Oil prices declined on Tuesday, reversing gains from the previous session, as expectations grew that talks between the United States and Iran could ease tensions and restore supply flows from the Middle East.
Brent crude fell by $1.04, or 1.1%, to $94.44 a barrel, while US West Texas Intermediate (WTI) dropped $1.66, or 1.9%, to $87.95. The more actively traded June WTI contract also declined, reflecting a broader cooling in market sentiment after a sharp rally a day earlier.
On Monday, both benchmarks surged following renewed disruption in the Strait of Hormuz, a key route for global oil shipments. The waterway was closed again after Iran reversed an earlier decision to reopen it, while the United States intensified pressure by seizing an Iranian cargo vessel as part of its ongoing blockade.
Despite those developments, investors are now focusing on diplomatic efforts expected later this week. Analysts say there is cautious optimism that negotiations could extend the current ceasefire or lead to a broader agreement, allowing oil shipments to resume more freely.
Analysts at ING noted that while markets reacted strongly to the latest disruption, current pricing suggests traders expect a diplomatic resolution. They warned, however, that the market may be underestimating the scale of the supply shock if disruptions continue.
A senior Iranian official indicated that Tehran is considering participation in talks expected to take place in Islamabad, following mediation efforts by Pakistan. The discussions aim to address the US naval blockade and stabilise the region. However, Iranian officials have stressed that no final decision has been made.
Abbas Araghchi said continued violations of the ceasefire by the United States remain a major obstacle to negotiations. Meanwhile, parliament speaker Mohammad Bagher Ghalibaf reiterated that Iran would not enter talks under pressure.
Shipping through the Strait of Hormuz, which handles about one-fifth of global oil supply, remains limited. Analysts warn that prolonged disruption could have serious consequences for global markets. Estimates from Citi suggest that if the situation continues for another month, supply losses could reach 1.3 billion barrels, potentially pushing prices toward $110 per barrel in the second quarter of 2026.
Elsewhere, Kuwait has reportedly declared force majeure on some oil shipments due to the blockade, adding to concerns about supply stability.

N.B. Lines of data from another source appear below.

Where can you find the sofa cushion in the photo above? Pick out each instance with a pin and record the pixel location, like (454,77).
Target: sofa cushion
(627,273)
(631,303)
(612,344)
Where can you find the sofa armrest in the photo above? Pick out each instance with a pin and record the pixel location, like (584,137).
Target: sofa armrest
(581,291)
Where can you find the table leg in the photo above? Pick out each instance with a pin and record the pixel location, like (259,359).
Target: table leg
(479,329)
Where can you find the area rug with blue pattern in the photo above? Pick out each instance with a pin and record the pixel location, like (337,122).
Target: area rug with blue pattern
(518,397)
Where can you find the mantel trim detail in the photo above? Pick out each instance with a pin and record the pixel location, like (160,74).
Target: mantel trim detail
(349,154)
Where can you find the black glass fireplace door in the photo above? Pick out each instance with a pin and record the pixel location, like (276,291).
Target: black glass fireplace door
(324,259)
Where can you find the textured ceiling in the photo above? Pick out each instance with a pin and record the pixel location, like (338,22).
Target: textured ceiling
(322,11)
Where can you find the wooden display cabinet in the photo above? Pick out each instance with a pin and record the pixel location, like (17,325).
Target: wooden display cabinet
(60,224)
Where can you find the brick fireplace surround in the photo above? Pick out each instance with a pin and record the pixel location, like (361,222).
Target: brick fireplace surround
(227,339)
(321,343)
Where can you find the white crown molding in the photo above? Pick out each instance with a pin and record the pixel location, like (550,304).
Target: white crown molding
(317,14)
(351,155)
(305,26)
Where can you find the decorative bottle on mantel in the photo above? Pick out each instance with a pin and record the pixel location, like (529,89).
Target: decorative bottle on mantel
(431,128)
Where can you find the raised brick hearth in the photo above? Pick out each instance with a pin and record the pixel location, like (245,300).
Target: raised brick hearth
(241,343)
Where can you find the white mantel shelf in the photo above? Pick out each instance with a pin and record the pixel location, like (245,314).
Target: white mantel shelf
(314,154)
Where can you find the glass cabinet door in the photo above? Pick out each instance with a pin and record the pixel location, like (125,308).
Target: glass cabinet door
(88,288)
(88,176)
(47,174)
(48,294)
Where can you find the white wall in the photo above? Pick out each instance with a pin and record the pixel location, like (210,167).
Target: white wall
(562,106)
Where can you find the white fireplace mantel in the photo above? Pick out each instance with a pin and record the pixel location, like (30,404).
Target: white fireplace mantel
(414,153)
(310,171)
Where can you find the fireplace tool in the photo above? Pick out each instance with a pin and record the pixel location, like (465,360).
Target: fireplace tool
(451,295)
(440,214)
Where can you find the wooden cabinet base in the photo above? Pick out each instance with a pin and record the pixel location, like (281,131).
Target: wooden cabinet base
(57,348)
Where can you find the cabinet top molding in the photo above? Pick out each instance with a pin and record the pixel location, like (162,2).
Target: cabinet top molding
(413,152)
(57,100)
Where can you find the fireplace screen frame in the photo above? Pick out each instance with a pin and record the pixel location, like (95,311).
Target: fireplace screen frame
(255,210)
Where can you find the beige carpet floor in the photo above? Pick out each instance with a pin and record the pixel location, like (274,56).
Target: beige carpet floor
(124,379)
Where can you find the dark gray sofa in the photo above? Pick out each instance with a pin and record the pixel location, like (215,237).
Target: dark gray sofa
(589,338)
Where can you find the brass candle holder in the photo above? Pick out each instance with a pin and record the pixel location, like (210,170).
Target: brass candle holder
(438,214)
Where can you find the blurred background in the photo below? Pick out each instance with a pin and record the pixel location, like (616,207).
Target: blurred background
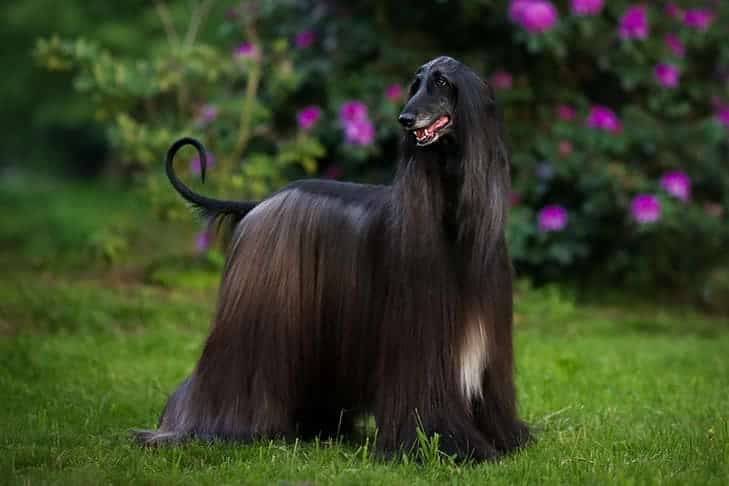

Higher prices linked to the disruption have already reduced global oil demand by about 3%, according to analysts at Société Générale. They warned that risks remain tilted toward further losses if normal shipping operations are not restored soon.
While markets are currently guided by hopes of diplomatic progress, uncertainty continues to dominate as traders weigh the possibility of renewed conflict against the prospect of a negotiated settlement.